POS tagging depends on a tokenization scheme; that is, some way to break text into words and punctuation and the like. This is much trickier than it first appears. In standard English, one can go a long way with simple regular-expression based tokenizers. But in any kind of informal language, it can get more difficult. Twitter text in particular has required new approaches to tokenization.

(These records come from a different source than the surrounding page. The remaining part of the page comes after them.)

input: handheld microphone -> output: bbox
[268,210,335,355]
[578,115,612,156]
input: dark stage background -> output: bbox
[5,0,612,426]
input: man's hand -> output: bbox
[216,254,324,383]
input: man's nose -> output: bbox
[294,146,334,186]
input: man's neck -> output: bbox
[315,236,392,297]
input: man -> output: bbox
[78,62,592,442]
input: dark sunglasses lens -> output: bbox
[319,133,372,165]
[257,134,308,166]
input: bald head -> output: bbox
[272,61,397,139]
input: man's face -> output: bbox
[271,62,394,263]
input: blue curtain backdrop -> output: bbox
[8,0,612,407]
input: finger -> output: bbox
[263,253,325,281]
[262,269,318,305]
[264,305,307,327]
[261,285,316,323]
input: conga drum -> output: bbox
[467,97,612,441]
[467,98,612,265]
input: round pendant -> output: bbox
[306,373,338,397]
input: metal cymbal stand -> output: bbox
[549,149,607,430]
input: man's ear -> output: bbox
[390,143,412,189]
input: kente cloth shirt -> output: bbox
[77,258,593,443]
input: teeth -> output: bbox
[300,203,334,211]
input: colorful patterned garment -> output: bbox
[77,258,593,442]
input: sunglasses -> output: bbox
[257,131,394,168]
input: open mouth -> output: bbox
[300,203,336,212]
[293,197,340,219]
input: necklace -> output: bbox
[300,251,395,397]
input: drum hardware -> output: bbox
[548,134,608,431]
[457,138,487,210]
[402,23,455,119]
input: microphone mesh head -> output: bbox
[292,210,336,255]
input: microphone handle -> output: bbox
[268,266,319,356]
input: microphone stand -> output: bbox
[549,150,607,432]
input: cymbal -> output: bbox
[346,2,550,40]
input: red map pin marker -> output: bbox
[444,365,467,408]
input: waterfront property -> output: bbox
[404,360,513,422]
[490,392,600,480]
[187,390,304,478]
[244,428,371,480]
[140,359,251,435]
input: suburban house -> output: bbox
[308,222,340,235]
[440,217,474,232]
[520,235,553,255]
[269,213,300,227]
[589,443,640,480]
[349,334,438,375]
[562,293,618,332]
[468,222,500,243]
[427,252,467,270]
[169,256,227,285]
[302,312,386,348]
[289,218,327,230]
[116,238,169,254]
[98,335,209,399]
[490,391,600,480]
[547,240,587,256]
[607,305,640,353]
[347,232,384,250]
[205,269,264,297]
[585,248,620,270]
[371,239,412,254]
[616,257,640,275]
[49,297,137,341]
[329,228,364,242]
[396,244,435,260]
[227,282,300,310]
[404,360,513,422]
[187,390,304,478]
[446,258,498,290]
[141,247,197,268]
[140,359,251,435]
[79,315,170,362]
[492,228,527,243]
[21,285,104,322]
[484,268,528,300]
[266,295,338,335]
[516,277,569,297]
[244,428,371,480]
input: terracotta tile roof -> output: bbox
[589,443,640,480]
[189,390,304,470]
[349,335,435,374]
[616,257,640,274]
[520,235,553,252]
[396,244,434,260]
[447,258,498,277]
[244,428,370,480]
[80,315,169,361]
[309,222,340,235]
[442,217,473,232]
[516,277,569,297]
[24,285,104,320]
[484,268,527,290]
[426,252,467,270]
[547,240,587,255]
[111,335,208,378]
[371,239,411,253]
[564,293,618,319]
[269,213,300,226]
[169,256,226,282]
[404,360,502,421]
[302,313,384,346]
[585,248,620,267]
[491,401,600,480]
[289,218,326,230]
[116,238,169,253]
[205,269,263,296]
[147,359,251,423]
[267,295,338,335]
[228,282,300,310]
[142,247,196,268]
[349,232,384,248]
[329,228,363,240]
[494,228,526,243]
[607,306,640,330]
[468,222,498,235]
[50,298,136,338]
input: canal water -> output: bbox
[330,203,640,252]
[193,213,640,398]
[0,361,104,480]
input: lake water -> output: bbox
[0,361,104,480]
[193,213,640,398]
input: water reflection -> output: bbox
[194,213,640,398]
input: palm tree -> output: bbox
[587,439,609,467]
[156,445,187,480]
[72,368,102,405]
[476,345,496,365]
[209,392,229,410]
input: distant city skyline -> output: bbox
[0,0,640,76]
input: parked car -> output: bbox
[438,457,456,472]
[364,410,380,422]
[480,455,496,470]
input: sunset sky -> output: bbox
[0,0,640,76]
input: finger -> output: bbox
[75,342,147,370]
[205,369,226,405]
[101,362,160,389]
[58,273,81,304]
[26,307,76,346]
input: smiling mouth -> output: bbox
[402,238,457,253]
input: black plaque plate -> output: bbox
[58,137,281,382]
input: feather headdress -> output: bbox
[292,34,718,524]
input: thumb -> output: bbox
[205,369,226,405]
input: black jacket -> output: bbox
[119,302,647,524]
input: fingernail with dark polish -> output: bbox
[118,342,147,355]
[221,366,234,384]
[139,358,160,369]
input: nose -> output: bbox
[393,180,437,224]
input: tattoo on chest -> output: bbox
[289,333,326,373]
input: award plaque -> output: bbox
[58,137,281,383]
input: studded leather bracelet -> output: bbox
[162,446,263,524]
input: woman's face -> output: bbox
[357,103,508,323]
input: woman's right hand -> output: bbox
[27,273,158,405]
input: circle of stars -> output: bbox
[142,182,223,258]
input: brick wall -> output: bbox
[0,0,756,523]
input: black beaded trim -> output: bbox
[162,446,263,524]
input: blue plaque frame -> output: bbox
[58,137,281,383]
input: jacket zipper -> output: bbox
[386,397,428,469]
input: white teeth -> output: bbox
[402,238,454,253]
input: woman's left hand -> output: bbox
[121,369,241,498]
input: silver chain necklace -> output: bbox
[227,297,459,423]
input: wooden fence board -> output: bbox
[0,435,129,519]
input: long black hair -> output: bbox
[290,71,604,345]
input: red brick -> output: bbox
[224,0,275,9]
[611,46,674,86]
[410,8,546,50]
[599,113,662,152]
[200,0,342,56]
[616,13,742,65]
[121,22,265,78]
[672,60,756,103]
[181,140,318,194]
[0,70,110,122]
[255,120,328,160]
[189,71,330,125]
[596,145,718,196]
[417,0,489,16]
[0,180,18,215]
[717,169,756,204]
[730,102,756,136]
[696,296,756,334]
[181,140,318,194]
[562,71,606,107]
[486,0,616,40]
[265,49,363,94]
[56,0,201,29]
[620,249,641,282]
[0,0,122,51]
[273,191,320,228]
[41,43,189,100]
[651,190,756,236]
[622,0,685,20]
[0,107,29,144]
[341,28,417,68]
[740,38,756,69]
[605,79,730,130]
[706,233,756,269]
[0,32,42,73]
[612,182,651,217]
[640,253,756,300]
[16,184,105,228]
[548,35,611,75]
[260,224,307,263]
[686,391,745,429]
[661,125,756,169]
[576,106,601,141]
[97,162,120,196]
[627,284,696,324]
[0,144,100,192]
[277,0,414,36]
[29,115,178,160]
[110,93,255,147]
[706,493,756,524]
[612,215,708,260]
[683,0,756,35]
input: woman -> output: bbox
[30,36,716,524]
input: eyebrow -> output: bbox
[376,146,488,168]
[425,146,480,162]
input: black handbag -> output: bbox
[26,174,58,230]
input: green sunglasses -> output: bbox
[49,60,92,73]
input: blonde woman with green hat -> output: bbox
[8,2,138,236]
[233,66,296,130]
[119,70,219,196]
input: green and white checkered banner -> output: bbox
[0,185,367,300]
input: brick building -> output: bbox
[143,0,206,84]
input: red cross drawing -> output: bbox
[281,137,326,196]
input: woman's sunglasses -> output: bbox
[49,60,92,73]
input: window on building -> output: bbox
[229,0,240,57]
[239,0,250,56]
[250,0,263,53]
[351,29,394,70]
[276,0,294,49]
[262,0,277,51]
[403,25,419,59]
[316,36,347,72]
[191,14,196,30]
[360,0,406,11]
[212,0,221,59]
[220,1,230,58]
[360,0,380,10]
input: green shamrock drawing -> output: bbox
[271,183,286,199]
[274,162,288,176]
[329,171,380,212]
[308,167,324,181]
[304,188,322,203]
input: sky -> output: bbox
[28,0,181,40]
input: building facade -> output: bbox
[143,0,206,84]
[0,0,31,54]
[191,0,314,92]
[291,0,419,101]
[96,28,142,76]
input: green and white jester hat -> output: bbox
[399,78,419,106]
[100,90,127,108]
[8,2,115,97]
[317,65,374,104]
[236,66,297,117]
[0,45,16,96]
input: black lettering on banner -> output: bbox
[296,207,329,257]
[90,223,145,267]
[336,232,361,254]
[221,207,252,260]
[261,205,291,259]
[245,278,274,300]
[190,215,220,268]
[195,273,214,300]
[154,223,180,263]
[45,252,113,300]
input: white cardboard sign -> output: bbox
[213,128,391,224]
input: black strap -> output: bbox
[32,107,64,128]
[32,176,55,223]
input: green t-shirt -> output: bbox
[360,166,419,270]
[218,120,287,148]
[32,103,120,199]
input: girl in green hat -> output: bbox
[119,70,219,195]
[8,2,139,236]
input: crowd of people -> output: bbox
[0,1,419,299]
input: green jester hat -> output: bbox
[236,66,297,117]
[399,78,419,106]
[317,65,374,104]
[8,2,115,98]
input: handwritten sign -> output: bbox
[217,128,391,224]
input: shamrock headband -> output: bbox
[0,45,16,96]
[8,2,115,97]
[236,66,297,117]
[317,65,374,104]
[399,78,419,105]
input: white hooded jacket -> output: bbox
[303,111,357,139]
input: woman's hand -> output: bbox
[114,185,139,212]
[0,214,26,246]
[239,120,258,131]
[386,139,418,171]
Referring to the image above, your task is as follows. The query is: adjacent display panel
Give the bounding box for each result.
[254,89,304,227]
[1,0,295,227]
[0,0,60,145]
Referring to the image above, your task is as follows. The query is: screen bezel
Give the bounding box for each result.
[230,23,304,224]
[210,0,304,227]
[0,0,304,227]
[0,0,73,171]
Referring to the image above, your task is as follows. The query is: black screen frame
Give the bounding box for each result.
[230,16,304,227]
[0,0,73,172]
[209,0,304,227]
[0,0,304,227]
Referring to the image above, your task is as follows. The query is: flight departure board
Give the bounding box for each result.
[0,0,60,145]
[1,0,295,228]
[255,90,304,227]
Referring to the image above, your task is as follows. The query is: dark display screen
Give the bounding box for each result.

It should also be noted that POS tagging also requires software that determines the boundaries of sentences. A typical pipeline looks something like:

 cat text | sentence_breaker | tokenizer | pos_tagger | ...

POS tagging is not usually used on its own, but as part of a larger pipeline, as hinted at above. For example, if one wanted to do something as simple as highlight all the adverbs in a text (because they were taught that too many adverbs were “bad”, a POS analysis is necessary. But more typically POS tags become features for downstream analysis, for example extracting names found in text, or “named entity recognition”, which we hope to discuss in the next essay in this series.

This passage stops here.